Segment AI is a powerful marketing and sales tool. It uses data science algorithms to sort lead data into segments based on various criteria. As a result, it is possible to target each segment with special offers, increasing the efficiency of marketing and sales campaigns.
Our client had to deal with improper lead segmentation daily. He came with an idea of a product that could solve the problem for himself and thousands sales and marketing professionals worldwide. His decision was to use the power of data science to sort leads fast and exactly based on various available data.
The product owner hired a team to build a Python-based module which was responsible for sorting lead data.

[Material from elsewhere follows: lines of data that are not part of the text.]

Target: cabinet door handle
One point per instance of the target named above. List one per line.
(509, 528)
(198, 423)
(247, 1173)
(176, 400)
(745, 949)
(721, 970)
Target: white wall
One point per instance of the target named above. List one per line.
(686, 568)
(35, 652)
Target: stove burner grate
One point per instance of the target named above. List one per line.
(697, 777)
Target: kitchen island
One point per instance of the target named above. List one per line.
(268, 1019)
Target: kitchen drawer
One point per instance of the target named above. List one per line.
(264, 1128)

Having certain expertise in web design, our client has created the user interface for the MVP version of his application
The data science module was not enough to build a competitive product. It lacked an attractive frontend and a powerful and reliable backend to run properly. Our task was to build a strong system around the existing data science module. The process involved:
It was important to build a responsive application that would work on a variety of devices with different screen sizes. This was achieved with Bootstrap. We also had to consider how the sorting results would be displayed on the screen. React Bootstrap Datatables, Masonry and D3 were used to achieve different display modes.
To build a reliable infrastructure around the core module, we used Laravel, a powerful PHP framework. Amazon Web Services, as one of the best cloud solutions currently available, was chosen to host the application. In addition, we implemented synchronization with Salesforce, and other major CRM systems follow.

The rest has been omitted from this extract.